Looping designers in on customer insights
Designers need customer empathy to create the best user experiences they possibly can. As a product manager, you’re most likely interacting closely with customers, and it’s helpful if you can share customer insights with them to help drive that customer empathy.
"The current trend is to bring UX and Engineering into early validation conversations with customers. In these calls, you will all hear things differently, so it’s a good idea to record these calls so you can go back and clarify what was actually said," says Dunham.
Of course, if your team is extremely lean, that’s not always doable. Instead, you can share quotes with designers from the conversations you’re having.
"During the validation phase, I’m constantly sending our designer chats with quotes from my customer interviews. I share any context I get with him," Dunham explains, "But as soon as we’re going to build something, our designer starts sitting in on all of the feedback calls to get that context firsthand."
Conflict: Settling design disputes
In any relationship, conflict is bound to happen. Disagreements are perfectly healthy, but the way you settle those disagreements can make or break your relationship. This is true for design conflicts just as much as it is for personal ones. Fortunately, solving design disagreements can be fairly straightforward and objective.
In most cases, your best bet for settling design disputes is to get the design(s) in question in front of customers. After all, you and the designers you work with rarely have the exact same perspective as your end users. Therefore, it’s sometimes best to let them have the last word about design.
"If we disagree, the conversations we have commonly are about answering 'What’s the smallest way we can test what we think?'" says Dunham, "We try to determine what’s the easiest thing we can do to put it in front of the customer, and then we can take it in one direction or the other from what we learn from them."
What to do when expectations and reality clash
Let’s look at another, less common, point of friction that you may experience when working with designers.
What do you do when a designer designs something that’s completely wrong?
"When a designer delivers something you feel is completely off base, it becomes a question of why. In cases like these, it’s unlikely that the breakdown happened because someone was wrong, and highly-likely it happened due to a misalignment somewhere," explains Dunham.

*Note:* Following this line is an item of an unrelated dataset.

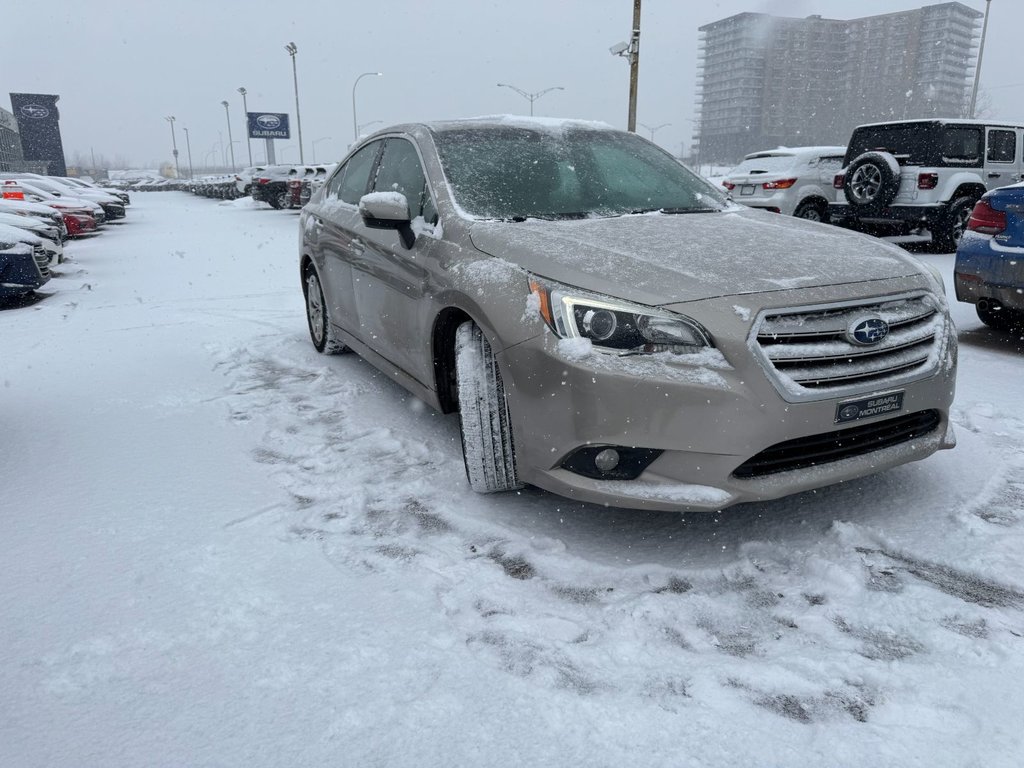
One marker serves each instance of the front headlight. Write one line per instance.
(619, 326)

In the event you experience something like this, step back and try to identify why it happened. Was the problem defined well enough? Was there a misunderstanding of the problem? Missing context? Focus primarily on why and how there was misalignment, not on the fact that it happened in the first place. In the future, you can change the former but not the latter.
Like any relationship, your relationship with the designers you work with is an ongoing commitment. While the suggestions we’ve shared above can help get you started, it’s up to you to continue strengthening your partnership. Talk to the designers you work with frequently about how things are going, participate in design retrospectives, and continue to look for ways you can improve (together).
Finally, remember those PM/designer coffee dates you started out your relationship with? Make them a regular part of your routine. People can be just as dynamic as their products are, and you want to stay close to your designer as their motivations and goals evolve. Plus, what product manager/designer duo couldn’t use a little extra caffeine every once in a while?